The director-general of one of the UK’s largest business groups was dismissed after an investigation into complaints about his conduct at work.
He has been asked to leave with immediate effect and will not receive a redundancy package, the group said. He claimed that allegations against him were “distorted” and that he was shocked by the sacking.
A number of other senior figures within the CBI are also being investigated after several complaints were made, and the company faces an uncertain future now that allegations of sexual harassment and a toxic culture are being investigated.
So what is the CBI and why was Mr Danker sacked? Here’s everything you need to know.
What is the CBI?
The Confederation of British Industry is one of the UK’s largest business lobby group, and claims to represent 190,000 businesses that cumulatively employ almost seven million people. It promotes the business interests of its members by lobbying and advising governments internationally and through networking with other companies.
Among its members are Lloyds Bank, Tesco and HSBC, and bodies including The National Farmers’ Union, the Country Land and Business association, the Association of Independent Professionals and the Self-Employed and the National Federation of Builders.
Who is Tony Danker?
The former boss of CBI, Tony Danker had led the organisation since November 2020. He tried to forge a better relationship with the UK Government, after Boris Johnson iced out the organisation because of it’s anti-Brexit leaning.
The lobby group had lost key access to meetings with Cabinet ministers in 2020 after criticising Government strategy. Weekly meetings had been paused, and the Government had begun to be openly critical of the group.
Mr Danker had previously worked at The Guardian’s parent company, Guardian News & Media, as international director and chief strategy officer between 2010 and 2017.

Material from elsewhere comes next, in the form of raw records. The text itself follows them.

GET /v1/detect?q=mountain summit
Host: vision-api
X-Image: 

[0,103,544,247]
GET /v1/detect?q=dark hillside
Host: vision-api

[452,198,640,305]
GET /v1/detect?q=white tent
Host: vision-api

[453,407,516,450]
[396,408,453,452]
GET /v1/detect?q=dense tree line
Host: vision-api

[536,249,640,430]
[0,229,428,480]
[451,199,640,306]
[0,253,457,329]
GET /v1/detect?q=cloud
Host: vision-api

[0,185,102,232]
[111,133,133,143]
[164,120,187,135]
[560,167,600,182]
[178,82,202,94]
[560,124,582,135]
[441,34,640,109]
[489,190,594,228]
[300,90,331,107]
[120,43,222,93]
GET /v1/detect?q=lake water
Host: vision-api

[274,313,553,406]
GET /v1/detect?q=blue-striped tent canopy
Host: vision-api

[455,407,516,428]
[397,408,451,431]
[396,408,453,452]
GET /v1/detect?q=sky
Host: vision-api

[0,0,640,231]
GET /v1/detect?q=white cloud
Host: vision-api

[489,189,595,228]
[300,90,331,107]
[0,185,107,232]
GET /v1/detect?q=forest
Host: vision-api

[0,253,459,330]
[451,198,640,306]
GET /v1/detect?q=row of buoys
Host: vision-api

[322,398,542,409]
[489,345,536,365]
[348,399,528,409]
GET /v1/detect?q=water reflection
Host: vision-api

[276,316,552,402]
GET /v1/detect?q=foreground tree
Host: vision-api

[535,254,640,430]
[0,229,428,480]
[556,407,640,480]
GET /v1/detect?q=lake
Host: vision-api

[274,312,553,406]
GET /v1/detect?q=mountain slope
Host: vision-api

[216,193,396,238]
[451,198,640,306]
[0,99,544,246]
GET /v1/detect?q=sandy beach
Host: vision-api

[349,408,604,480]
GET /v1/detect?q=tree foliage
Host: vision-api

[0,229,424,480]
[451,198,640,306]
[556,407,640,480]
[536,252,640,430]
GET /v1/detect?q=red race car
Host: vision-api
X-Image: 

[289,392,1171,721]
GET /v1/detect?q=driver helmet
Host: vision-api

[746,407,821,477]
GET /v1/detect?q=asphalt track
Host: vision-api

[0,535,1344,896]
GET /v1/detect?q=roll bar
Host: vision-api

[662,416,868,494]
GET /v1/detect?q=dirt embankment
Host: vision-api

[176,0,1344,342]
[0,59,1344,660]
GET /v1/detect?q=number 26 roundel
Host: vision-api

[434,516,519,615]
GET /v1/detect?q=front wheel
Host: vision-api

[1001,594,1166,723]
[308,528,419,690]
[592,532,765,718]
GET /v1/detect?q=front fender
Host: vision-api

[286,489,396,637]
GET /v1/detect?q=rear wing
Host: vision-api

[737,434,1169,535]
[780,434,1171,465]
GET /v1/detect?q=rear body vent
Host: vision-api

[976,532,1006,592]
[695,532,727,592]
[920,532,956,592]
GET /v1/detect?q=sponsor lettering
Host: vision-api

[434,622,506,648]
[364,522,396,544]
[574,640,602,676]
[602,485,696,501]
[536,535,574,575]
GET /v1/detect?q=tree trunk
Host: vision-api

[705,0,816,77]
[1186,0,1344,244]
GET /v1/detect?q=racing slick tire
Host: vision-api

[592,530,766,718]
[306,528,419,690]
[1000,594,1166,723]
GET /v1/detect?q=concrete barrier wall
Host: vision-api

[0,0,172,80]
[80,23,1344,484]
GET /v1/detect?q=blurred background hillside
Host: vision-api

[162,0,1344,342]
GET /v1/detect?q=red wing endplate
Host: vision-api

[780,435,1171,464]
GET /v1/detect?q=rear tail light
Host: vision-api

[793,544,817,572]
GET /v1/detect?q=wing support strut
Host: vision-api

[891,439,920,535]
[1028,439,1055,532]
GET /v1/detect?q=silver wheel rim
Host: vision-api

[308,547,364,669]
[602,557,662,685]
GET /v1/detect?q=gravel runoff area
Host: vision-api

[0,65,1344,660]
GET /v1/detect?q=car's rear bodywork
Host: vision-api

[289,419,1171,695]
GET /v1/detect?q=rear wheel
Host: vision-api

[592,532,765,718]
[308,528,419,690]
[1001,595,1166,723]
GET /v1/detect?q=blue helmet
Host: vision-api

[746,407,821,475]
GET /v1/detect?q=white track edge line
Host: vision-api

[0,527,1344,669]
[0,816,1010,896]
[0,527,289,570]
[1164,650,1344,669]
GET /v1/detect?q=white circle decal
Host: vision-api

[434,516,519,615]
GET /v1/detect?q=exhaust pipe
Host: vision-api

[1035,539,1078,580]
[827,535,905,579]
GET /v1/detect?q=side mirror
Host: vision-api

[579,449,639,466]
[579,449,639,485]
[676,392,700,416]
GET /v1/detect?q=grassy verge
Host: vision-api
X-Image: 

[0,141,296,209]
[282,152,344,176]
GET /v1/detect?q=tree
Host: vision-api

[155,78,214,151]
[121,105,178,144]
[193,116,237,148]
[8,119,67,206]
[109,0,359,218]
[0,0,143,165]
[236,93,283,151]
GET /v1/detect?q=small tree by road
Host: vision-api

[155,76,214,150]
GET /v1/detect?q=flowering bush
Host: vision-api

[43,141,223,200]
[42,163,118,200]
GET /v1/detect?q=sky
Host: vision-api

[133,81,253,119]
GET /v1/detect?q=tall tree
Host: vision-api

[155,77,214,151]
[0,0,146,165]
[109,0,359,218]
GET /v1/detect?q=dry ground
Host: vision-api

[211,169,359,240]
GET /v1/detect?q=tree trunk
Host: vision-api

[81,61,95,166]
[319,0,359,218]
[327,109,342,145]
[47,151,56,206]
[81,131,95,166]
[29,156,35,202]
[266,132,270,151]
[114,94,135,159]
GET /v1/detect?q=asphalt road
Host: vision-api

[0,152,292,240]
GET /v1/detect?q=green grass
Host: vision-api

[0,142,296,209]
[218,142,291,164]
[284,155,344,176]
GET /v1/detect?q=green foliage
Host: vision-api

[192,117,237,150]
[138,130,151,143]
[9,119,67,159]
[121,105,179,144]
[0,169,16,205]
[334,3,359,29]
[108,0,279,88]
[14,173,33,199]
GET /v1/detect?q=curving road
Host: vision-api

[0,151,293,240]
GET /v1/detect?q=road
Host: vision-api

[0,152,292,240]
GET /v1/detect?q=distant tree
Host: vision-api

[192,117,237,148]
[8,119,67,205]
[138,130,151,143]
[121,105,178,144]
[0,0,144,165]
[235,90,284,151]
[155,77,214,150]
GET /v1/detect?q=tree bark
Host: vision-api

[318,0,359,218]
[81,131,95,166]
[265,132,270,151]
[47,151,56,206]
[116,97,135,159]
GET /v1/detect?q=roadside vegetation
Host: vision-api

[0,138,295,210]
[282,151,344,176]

Prior to this he was a policy adviser during the Labour government from 2008 to 2010 in the Cabinet Office and the Treasury.
Why was he sacked?
In March he stepped aside from his role at CBI, after The Guardian approached the organisation regarding a formal complaint that was made against him in January.
The Guardian previously reported the formal complaint against Danker was made in January by a female CBI employee, and it is understood she claimed he had made unwanted contact with her, which she considered to be sexual harassment.

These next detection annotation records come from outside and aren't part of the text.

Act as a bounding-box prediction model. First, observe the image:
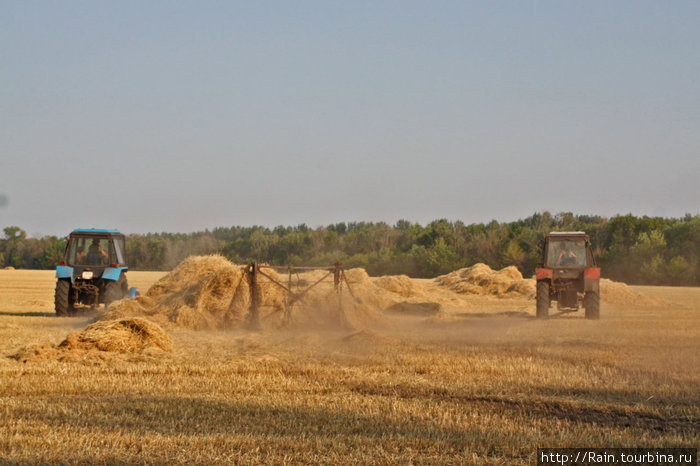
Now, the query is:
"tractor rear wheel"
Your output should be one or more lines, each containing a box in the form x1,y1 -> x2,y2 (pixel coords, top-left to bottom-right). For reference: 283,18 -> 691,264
537,280 -> 549,319
53,279 -> 74,317
583,291 -> 600,319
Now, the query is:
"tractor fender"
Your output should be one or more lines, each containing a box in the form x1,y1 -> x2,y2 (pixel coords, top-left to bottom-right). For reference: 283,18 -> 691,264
583,267 -> 600,293
102,267 -> 127,281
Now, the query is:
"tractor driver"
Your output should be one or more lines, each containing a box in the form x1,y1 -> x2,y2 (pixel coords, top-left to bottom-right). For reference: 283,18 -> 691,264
554,241 -> 577,265
87,238 -> 108,265
75,246 -> 85,265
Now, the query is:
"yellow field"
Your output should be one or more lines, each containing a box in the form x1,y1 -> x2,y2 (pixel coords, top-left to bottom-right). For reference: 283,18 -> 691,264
0,270 -> 700,464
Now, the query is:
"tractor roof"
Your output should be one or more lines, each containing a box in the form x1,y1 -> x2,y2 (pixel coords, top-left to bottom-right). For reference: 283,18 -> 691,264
71,228 -> 122,235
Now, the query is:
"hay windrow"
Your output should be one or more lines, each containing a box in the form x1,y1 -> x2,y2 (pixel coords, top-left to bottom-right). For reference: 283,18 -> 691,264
11,317 -> 173,362
435,263 -> 535,297
58,317 -> 173,353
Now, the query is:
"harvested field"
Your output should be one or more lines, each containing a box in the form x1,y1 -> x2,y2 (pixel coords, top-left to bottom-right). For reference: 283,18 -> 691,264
0,270 -> 700,464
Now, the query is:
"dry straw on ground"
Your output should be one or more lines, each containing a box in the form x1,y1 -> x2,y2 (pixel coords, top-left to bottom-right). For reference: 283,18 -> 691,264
435,263 -> 535,297
12,318 -> 173,362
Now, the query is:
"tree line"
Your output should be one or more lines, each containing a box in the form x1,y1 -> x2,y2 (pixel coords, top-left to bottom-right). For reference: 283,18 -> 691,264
0,212 -> 700,285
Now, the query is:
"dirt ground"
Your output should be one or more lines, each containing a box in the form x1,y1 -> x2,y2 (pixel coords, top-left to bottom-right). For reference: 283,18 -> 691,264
0,270 -> 700,464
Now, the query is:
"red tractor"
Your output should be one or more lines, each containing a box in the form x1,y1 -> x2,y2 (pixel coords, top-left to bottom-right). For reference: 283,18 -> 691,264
535,231 -> 600,319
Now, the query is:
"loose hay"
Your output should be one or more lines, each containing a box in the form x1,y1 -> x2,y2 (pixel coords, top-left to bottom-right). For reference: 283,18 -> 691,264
435,263 -> 535,297
10,318 -> 173,363
58,318 -> 173,353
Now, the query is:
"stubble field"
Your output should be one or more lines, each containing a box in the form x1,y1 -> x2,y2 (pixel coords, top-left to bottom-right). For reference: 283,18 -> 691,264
0,270 -> 700,464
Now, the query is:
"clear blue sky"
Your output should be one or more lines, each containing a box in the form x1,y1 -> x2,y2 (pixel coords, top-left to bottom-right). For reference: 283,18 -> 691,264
0,0 -> 700,235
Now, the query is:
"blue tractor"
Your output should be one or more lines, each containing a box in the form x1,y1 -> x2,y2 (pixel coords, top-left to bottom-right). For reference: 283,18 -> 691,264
54,228 -> 136,316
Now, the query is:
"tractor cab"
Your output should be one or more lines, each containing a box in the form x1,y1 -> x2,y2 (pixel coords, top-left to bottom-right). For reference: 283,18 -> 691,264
54,229 -> 135,316
535,231 -> 600,319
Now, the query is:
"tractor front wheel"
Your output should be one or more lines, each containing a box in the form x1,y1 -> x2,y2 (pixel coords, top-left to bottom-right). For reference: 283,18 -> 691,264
583,291 -> 600,319
537,280 -> 549,319
53,279 -> 74,317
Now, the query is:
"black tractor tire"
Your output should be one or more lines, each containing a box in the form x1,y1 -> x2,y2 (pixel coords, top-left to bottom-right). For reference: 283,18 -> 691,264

Other claims were made by more 12 women describing sexual misconduct by senior figures at the company.
Fox Williams, a law firm was hired to investigate him, and following the conclusion of the investigation the board of the CBI said that Danker’s beahviour “fell short of that expected of the director general”. The findings of the investigation into him for now remain unpublished.
The board said it wished to make clear that Mr Danker was not the subject of any of the more recent allegations in The Guardian, which include the allegation of rape at a summer boat party in 2019.
In a statement on Twitter, Mr Danker said: “I recognise the intense publicity the CBI has suffered following the revelations of awful events that occurred before my time in office.
“I was appalled to learn about them for the first time last week. I was nevertheless shocked to learn this morning that I had been dismissed from the CBI, instead of being invited to put my position forward as was originally confirmed.
“Many of the allegations against me have been distorted, but I recognise that I unintentionally made a number of colleagues feel uncomfortable and I am truly sorry about that.
“I want to wish my former CBI colleagues every success.”
Three other CBI employees have been suspended while further investigations into other allegations are made, and the company has said it is liaising with the police and will cooperate with any police investigations.
In a statement, the CBI board said: “We apologise to the victims of this organisational failure, including those impacted by the revulsion we have all felt at hearing their stories. Nobody should feel unsafe in their workplace.”
Danker is to be replaced by the CBI’s recently departed chief economist Rain Newton-Smith.